但请注意!使用向量存储时,应将文档视为合理的删除单元,而非属于该文档的单个节点。在本例中,由于您仅插入了单个文本文件,因此所有节点都将具有相同的 ref_doc_id:
print("Nodes' ref_doc_id:")
print("\n".join([nws.node.ref_doc_id for nws in nodes_with_scores]))
Nodes' ref_doc_id: 12bc6987-366a-49eb-8de0-7b52340e4958 12bc6987-366a-49eb-8de0-7b52340e4958 12bc6987-366a-49eb-8de0-7b52340e4958
假设现在你需要删除已上传的文本文件:
new_store_instance.delete(nodes_with_scores[0].node.ref_doc_id)
重复执行完全相同的查询并立即检查结果。此时您应该看到没有找到任何结果:
nodes_with_scores = retriever.retrieve(
"What did the author study prior to working on AI?"
)
print(f"Found {len(nodes_with_scores)} nodes.")
Found 0 nodes.
元数据过滤¶
Cassandra 向量存储支持在查询时通过精确匹配的 key=value 键值对形式进行元数据过滤。以下操作单元(基于全新的 Cassandra 表)将演示这一功能。
本示例中,为简洁起见,仅加载了单个源文档(即 ../data/paul_graham/paul_graham_essay.txt 文本文件)。不过您会为该文档附加一些自定义元数据,以此演示如何通过文档附加元数据的条件限制来约束查询范围。
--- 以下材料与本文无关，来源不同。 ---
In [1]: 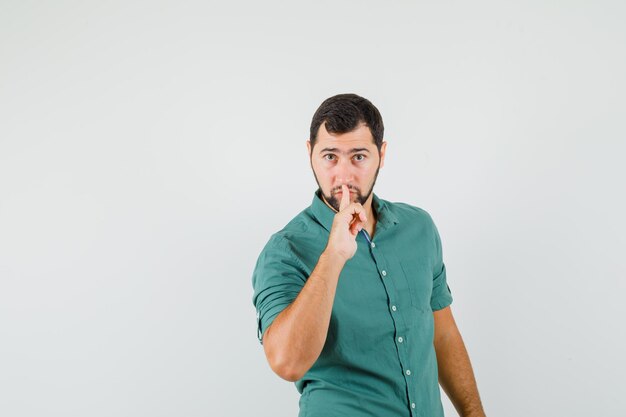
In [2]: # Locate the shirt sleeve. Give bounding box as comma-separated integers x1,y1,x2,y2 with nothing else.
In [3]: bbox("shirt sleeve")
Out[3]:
430,222,452,311
252,236,307,344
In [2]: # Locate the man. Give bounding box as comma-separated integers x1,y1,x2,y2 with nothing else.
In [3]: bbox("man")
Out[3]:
252,94,484,417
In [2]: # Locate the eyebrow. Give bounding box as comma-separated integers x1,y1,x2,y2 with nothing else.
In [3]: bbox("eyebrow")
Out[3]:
320,148,369,154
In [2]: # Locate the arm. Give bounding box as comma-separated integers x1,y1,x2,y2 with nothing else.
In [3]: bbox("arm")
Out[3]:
263,247,345,382
263,185,367,382
433,306,485,417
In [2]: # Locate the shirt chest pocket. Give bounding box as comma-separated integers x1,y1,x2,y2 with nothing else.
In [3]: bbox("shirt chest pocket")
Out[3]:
400,260,433,312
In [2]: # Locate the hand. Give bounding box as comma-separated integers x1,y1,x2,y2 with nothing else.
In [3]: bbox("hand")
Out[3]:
326,184,367,261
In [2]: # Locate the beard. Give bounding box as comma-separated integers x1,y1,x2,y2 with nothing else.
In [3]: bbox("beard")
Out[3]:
313,162,380,212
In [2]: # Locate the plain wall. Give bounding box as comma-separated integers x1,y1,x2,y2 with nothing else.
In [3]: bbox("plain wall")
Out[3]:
0,0,626,417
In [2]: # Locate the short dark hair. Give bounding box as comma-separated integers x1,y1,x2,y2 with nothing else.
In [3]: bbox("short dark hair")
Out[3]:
309,94,385,153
md_storage_context = StorageContext.from_defaults(
vector_store=CassandraVectorStore(
table="cass_v_table_md", embedding_dimension=1536
)
)
def my_file_metadata(file_name: str):
"""Depending on the input file name, associate a different metadata."""
if "essay" in file_name:
source_type = "essay"
elif "dinosaur" in file_name:
# this (unfortunately) will not happen in this demo
source_type = "dinos"
else:
source_type = "other"
return {"source_type": source_type}
# Load documents and build index
md_documents = SimpleDirectoryReader(
"./data/paul_graham", file_metadata=my_file_metadata
).load_data()
md_index = VectorStoreIndex.from_documents(
md_documents, storage_context=md_storage_context
)
现在你已掌握:可以为查询引擎添加过滤功能了:
from llama_index.core.vector_stores import ExactMatchFilter, MetadataFilters
md_query_engine = md_index.as_query_engine(
filters=MetadataFilters(
filters=[ExactMatchFilter(key="source_type", value="essay")]
)
)
md_response = md_query_engine.query(
"did the author appreciate Lisp and painting?"
)
print(md_response.response)
Yes, the author appreciated Lisp and painting. They mentioned spending a significant amount of time working on Lisp and even building a new dialect of Lisp called Arc. Additionally, the author mentioned spending most of 2014 painting and experimenting with different techniques.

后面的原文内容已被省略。